CMA CGM’s second quarter net income jumped to $268 million from $169 million a year ago, mainly because of the sale of a large minority stake in its ports unit.
This pushed the world’s third-largest container carrier to a first half profit of $364 million, compared with a $79 million loss in the same period in 2012.
The restructuring of the French carrier’s ports business, including the $400 million euro ($532 million) sale of a 49 percent stake in Terminal Link to China Merchants Holdings, accounted for $249 million of the second quarter profit.
Revenue declined 2.4 percent year-over-year to $4 billion from $4.1 billion as a 6.9 percent increase in traffic to 2.9 million 20-foot-equivalent-unit containers was outweighed by an 8.6 percent fall in average freight rates.

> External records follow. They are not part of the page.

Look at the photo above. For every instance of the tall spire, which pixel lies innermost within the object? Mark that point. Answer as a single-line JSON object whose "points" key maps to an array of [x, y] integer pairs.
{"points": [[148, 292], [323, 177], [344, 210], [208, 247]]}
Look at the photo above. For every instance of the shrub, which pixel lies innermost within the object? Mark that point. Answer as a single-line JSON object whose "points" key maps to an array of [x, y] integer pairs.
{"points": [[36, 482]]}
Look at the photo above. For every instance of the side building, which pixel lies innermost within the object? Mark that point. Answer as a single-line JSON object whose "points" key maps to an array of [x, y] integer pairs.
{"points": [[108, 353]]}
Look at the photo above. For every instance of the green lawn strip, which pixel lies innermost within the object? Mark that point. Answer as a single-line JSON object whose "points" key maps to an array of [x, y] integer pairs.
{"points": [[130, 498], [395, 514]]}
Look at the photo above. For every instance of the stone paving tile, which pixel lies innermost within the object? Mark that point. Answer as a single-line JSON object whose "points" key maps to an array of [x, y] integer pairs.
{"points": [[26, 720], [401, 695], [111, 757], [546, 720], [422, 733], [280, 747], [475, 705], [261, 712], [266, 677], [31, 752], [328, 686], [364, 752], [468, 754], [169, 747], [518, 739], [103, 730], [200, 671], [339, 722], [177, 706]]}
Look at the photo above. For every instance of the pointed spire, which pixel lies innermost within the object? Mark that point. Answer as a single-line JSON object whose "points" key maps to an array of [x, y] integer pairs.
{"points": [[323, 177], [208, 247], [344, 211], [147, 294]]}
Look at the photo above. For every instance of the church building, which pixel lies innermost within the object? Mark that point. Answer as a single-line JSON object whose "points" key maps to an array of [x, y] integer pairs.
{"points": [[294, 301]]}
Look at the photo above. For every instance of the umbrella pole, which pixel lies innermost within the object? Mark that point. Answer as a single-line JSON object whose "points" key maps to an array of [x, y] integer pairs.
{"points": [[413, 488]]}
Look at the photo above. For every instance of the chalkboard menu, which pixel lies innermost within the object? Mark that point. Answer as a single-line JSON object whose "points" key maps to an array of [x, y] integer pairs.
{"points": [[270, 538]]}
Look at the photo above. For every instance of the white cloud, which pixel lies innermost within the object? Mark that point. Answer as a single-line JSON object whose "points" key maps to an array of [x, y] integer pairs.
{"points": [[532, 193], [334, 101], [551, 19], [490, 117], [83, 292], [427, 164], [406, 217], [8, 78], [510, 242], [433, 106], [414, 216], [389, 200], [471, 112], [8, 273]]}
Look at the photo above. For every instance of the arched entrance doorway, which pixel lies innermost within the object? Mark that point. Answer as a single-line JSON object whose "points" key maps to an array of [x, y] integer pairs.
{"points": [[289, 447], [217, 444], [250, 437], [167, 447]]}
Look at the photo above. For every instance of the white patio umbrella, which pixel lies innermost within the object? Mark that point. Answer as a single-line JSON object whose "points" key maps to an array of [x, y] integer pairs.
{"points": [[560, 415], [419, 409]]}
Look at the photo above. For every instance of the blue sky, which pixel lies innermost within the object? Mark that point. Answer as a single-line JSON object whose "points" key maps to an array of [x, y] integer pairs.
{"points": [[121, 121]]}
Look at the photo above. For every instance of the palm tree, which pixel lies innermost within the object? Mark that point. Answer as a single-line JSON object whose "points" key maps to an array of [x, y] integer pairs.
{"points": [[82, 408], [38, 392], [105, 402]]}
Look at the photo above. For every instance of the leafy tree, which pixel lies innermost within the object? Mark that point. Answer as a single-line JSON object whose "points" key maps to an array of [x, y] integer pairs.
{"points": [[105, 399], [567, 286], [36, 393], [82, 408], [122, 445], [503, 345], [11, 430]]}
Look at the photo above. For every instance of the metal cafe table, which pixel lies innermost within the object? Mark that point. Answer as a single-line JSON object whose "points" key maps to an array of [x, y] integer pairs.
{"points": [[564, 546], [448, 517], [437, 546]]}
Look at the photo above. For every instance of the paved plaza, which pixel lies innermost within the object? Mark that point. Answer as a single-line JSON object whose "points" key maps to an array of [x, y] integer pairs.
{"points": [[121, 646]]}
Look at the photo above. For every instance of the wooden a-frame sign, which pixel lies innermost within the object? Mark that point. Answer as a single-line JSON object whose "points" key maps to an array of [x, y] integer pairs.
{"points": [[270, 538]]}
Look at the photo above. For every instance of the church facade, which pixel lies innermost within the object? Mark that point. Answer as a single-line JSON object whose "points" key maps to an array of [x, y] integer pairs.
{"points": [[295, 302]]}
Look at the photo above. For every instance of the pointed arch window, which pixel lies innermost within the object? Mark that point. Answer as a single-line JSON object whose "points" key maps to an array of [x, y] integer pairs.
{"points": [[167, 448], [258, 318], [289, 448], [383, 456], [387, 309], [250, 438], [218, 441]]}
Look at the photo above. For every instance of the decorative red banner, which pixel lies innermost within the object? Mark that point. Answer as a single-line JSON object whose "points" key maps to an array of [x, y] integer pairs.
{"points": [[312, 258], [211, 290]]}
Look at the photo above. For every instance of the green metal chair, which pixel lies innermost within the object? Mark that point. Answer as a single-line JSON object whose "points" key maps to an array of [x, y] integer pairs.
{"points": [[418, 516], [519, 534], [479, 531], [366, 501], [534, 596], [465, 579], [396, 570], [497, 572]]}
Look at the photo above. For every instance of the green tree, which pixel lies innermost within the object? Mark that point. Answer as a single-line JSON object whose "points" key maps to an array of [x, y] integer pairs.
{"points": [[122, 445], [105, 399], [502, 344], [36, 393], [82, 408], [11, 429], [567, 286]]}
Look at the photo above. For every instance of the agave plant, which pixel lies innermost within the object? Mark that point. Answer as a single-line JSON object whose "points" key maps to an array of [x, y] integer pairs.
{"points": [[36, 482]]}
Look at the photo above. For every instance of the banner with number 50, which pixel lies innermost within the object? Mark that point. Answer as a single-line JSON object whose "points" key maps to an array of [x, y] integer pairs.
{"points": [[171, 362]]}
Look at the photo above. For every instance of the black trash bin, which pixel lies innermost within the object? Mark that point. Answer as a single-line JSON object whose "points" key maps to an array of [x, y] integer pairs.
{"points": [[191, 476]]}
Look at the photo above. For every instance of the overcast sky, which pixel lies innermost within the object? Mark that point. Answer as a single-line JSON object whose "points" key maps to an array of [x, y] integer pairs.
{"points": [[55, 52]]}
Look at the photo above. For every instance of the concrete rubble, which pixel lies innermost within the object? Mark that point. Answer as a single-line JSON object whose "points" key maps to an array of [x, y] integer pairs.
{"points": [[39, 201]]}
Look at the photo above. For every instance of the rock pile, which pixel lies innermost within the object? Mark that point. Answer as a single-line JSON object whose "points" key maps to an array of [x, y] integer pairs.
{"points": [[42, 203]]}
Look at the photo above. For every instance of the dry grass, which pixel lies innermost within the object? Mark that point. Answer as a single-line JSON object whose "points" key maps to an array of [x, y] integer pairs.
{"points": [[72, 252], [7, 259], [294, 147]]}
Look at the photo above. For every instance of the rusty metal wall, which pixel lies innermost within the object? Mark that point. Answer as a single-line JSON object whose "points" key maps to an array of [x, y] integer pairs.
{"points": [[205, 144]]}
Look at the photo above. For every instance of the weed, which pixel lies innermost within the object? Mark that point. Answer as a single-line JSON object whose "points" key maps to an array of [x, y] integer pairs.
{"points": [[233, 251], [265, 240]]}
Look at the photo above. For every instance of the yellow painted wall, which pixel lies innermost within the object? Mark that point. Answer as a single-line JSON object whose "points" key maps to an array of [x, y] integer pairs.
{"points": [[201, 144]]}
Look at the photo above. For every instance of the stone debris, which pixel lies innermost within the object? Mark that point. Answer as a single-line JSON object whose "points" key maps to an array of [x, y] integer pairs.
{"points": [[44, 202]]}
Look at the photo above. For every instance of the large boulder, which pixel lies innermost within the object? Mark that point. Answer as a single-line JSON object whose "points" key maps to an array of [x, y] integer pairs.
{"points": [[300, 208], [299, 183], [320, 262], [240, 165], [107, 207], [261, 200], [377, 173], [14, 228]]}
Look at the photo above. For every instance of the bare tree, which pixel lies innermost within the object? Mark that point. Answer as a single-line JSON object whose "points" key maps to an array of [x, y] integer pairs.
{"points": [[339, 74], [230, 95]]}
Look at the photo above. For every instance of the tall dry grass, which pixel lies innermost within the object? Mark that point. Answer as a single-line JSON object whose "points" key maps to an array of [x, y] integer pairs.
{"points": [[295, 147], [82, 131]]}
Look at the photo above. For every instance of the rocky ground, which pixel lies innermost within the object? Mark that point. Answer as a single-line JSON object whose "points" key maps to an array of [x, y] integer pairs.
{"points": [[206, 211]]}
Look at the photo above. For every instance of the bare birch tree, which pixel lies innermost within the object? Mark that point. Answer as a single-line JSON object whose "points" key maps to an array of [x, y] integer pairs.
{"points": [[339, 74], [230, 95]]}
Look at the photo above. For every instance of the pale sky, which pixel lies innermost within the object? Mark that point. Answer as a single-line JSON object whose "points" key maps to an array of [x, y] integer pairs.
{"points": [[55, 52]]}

Consolidated earnings before interest and tax grew 7 percent year-over-year to $418 million, but excluding one-off items including the Terminal Link disposal, core earnings declined to $172 million from $380 million.
The Marseilles-based carrier said it continued to strengthen its balance sheet by reducing net debt to $3.8 billion as of June 30, a decrease of $385 million since March 31, and increasing equity during the quarter by $363 million to $4.8 billion.
CMA CGM said its third quarter operating performance will benefit from ongoing cost discipline and higher freight rates.
“In today’s still volatile operating environment, the group confirms that, thanks to its strong fundamentals and strategy, it expects to report for 2013 a profit commensurate with its 2012 performance.”
CMA CGM swung to a $361 million net profit in 2012 from a $5 million loss in 2011.